I. BACKGROUND
Originally intended to be based on the "DEX deep expectation of apparent-a single image" for the surface age training, can be due to the Imdb-wiki data set is large, uneven distribution of all ages, difficult to divide the training set and validation set. Later, in order to first run through the main part of the training process, directly with the lap data set, reference Caffe Finetune_flickr_style, some parameter modification, the use of Bvlc_reference_ Caffenet.caffemodel complete the age estimate of finetune.
Second, training data set preparation
1. Download lap datasets, including train, Validation, Test, and corresponding age label,http://chalearnlap.cvc.uab.es/dataset/18/description/, to register.
2. Convert the marked CSV file to the TXT format recognized by Caffe. The information for each row of the CSV is: Picture name, age, standard deviation. When training does not need the standard deviation information, we simply write the picture name and the age to TXT, and by the space separates, obtains Train.txt as follows:
Similarly, the completion of the validation set CVS file conversion, get Validation.txt.

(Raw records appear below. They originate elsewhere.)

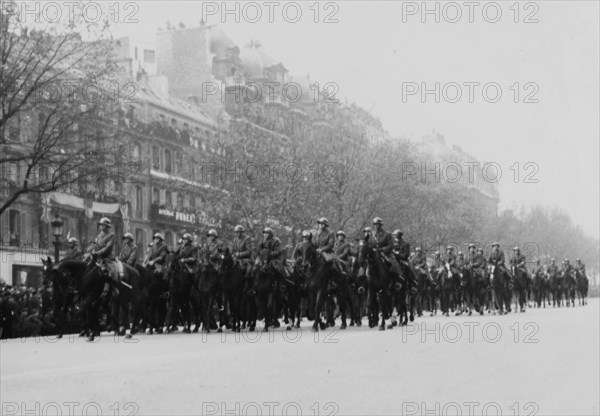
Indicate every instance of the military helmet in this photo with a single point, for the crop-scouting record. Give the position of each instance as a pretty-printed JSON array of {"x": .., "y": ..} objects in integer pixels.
[{"x": 105, "y": 221}]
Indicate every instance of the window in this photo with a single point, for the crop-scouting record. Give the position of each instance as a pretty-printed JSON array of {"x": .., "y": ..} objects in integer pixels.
[
  {"x": 168, "y": 167},
  {"x": 136, "y": 152},
  {"x": 149, "y": 56},
  {"x": 139, "y": 239},
  {"x": 178, "y": 162},
  {"x": 169, "y": 199},
  {"x": 169, "y": 238},
  {"x": 155, "y": 158},
  {"x": 139, "y": 199}
]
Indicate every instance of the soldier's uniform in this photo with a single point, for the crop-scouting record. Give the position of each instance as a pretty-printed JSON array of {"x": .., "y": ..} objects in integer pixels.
[
  {"x": 213, "y": 249},
  {"x": 342, "y": 251},
  {"x": 450, "y": 259},
  {"x": 187, "y": 254},
  {"x": 420, "y": 260},
  {"x": 158, "y": 256},
  {"x": 497, "y": 260},
  {"x": 128, "y": 254},
  {"x": 580, "y": 267},
  {"x": 73, "y": 253},
  {"x": 104, "y": 249},
  {"x": 273, "y": 246},
  {"x": 518, "y": 261},
  {"x": 325, "y": 240},
  {"x": 384, "y": 243},
  {"x": 242, "y": 250}
]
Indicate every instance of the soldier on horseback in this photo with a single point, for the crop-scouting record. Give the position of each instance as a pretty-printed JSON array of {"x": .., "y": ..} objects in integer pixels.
[
  {"x": 496, "y": 258},
  {"x": 566, "y": 268},
  {"x": 158, "y": 255},
  {"x": 342, "y": 251},
  {"x": 273, "y": 246},
  {"x": 213, "y": 247},
  {"x": 384, "y": 245},
  {"x": 518, "y": 261},
  {"x": 401, "y": 250},
  {"x": 74, "y": 252},
  {"x": 128, "y": 254},
  {"x": 103, "y": 250},
  {"x": 580, "y": 267},
  {"x": 242, "y": 250},
  {"x": 187, "y": 254},
  {"x": 450, "y": 260},
  {"x": 419, "y": 261}
]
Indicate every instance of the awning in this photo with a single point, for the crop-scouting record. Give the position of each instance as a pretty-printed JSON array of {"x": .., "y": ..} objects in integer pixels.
[{"x": 72, "y": 201}]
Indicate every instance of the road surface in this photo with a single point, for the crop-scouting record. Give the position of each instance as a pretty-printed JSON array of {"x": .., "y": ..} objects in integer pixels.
[{"x": 544, "y": 362}]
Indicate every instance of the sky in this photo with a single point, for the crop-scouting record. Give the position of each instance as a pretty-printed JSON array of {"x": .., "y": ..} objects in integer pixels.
[{"x": 542, "y": 57}]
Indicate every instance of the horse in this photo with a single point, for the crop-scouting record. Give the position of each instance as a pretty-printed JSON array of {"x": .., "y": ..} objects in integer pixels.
[
  {"x": 357, "y": 283},
  {"x": 232, "y": 280},
  {"x": 84, "y": 278},
  {"x": 539, "y": 288},
  {"x": 449, "y": 284},
  {"x": 63, "y": 294},
  {"x": 582, "y": 287},
  {"x": 182, "y": 289},
  {"x": 501, "y": 286},
  {"x": 209, "y": 286},
  {"x": 316, "y": 282},
  {"x": 265, "y": 279},
  {"x": 128, "y": 301},
  {"x": 520, "y": 287},
  {"x": 378, "y": 283},
  {"x": 569, "y": 287}
]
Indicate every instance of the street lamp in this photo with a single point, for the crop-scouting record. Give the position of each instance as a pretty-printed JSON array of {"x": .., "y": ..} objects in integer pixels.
[{"x": 57, "y": 224}]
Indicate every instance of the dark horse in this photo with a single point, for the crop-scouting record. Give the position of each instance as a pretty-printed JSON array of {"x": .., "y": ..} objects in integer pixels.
[
  {"x": 501, "y": 290},
  {"x": 264, "y": 286},
  {"x": 209, "y": 287},
  {"x": 182, "y": 293},
  {"x": 378, "y": 283},
  {"x": 86, "y": 280},
  {"x": 232, "y": 281},
  {"x": 315, "y": 271}
]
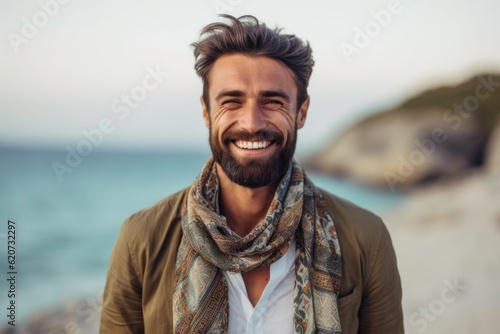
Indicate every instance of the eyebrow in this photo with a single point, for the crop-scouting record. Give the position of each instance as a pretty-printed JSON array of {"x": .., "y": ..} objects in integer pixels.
[{"x": 266, "y": 93}]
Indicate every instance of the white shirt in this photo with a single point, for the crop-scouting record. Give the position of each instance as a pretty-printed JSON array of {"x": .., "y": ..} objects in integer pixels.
[{"x": 273, "y": 313}]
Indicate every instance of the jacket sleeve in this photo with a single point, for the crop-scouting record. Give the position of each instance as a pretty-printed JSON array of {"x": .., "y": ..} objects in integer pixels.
[
  {"x": 122, "y": 301},
  {"x": 380, "y": 310}
]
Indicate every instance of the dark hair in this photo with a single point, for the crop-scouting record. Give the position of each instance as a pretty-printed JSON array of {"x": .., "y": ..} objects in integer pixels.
[{"x": 246, "y": 35}]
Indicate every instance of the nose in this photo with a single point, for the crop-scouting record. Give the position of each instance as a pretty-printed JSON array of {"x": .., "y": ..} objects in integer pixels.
[{"x": 252, "y": 117}]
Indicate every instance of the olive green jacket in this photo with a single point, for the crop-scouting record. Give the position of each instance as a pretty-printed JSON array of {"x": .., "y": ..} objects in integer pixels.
[{"x": 140, "y": 281}]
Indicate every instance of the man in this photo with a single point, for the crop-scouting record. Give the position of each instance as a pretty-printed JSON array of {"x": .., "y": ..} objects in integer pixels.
[{"x": 253, "y": 246}]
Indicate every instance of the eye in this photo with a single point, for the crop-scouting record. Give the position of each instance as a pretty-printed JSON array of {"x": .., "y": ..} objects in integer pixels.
[
  {"x": 231, "y": 104},
  {"x": 273, "y": 104}
]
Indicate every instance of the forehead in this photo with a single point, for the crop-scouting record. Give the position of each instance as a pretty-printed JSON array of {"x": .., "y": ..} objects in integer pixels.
[{"x": 250, "y": 74}]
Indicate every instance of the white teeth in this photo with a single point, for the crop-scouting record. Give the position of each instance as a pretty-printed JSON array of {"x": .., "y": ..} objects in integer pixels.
[{"x": 252, "y": 145}]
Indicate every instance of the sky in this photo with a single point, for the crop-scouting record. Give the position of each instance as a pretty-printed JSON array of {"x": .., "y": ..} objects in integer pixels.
[{"x": 67, "y": 66}]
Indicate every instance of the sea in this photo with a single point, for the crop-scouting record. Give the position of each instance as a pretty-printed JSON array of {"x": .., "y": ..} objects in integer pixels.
[{"x": 66, "y": 226}]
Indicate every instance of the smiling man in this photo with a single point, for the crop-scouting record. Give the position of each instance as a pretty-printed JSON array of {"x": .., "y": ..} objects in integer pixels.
[{"x": 253, "y": 246}]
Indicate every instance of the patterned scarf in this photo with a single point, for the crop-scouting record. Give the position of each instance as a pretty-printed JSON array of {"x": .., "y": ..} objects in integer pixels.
[{"x": 209, "y": 247}]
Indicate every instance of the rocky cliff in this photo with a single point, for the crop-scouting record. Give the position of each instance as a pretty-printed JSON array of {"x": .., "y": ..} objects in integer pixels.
[{"x": 441, "y": 133}]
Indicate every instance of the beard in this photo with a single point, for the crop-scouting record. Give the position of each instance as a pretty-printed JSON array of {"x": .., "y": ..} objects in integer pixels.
[{"x": 253, "y": 172}]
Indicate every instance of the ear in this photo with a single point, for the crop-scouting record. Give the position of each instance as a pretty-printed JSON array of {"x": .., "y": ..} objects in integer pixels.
[
  {"x": 302, "y": 114},
  {"x": 206, "y": 115}
]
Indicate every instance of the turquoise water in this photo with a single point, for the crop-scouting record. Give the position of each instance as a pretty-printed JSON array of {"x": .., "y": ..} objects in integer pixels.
[{"x": 66, "y": 230}]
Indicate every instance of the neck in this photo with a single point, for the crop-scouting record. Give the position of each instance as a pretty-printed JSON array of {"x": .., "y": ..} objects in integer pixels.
[{"x": 243, "y": 207}]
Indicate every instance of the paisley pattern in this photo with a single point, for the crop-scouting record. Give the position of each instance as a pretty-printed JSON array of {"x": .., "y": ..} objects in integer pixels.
[{"x": 209, "y": 247}]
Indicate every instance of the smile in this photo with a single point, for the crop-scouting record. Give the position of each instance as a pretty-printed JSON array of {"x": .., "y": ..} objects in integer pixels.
[{"x": 253, "y": 145}]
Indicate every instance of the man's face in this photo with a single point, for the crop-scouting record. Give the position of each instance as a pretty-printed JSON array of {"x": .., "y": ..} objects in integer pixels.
[{"x": 253, "y": 118}]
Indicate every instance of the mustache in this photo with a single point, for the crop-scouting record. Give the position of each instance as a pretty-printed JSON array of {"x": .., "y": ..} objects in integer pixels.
[{"x": 261, "y": 135}]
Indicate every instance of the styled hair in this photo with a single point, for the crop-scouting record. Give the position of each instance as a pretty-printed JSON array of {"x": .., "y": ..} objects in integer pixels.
[{"x": 246, "y": 35}]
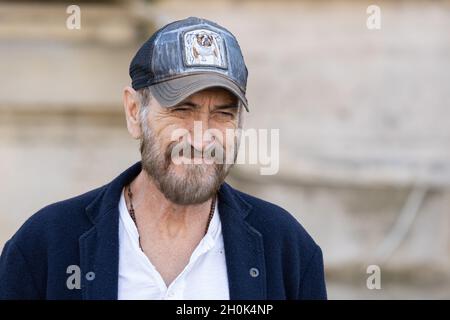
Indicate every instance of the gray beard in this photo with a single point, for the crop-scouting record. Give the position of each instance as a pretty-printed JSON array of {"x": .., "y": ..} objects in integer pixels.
[{"x": 198, "y": 182}]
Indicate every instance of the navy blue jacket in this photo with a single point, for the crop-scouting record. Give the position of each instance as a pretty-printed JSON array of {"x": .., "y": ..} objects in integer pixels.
[{"x": 268, "y": 253}]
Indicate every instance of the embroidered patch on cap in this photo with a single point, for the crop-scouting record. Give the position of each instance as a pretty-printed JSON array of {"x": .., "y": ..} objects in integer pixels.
[{"x": 204, "y": 48}]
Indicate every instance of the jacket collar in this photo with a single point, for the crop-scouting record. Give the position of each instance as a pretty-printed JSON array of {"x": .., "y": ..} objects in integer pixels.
[{"x": 99, "y": 246}]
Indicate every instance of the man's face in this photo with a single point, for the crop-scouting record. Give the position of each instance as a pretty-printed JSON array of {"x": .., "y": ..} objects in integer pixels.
[{"x": 198, "y": 125}]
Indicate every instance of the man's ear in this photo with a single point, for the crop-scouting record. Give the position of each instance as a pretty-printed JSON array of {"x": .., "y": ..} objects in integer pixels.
[{"x": 131, "y": 105}]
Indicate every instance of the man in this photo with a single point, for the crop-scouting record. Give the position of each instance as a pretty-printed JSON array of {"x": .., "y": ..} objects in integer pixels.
[{"x": 169, "y": 227}]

Iii. models and copies of related documents
1, copy pre-trained VGG16 model Caffe\models\bvlc_reference_caffenet\bvlc_reference_caffenet.caffemodel to the working directory, the file about 232M;
2, copy Caffe\models\finetune_flickr_style folder Deploy.prototxt, Solver.prototxt, train_val.prototxt to the working directory;
3, copy imagenet the mean value file Caffe\data\ilsvrc12\imagenet_mean.binaryproto to the working directory.
Iv. Modification of parameters
1, modify the Train_val.prototxt
And the final output layer number, because we want to train for [0,100] years of output, a total of 101 classes, so:
2, modify the Solver.protxt
3. Modify the deployment file for the actual test deploy.protxt
The number of output layers should also be changed:
V. Start of training
1. New Train.bat
Caffe Train-solver Solver.prototxt---solver solver.prototxt--snapshot snapshot/bvlc_iter_48000. Solverstatepause
Double-click to start training, when the training process unexpected interruption, you can comment on the first line, close the second line of comments, according to the actual situation to modify the save, continue to double-click training.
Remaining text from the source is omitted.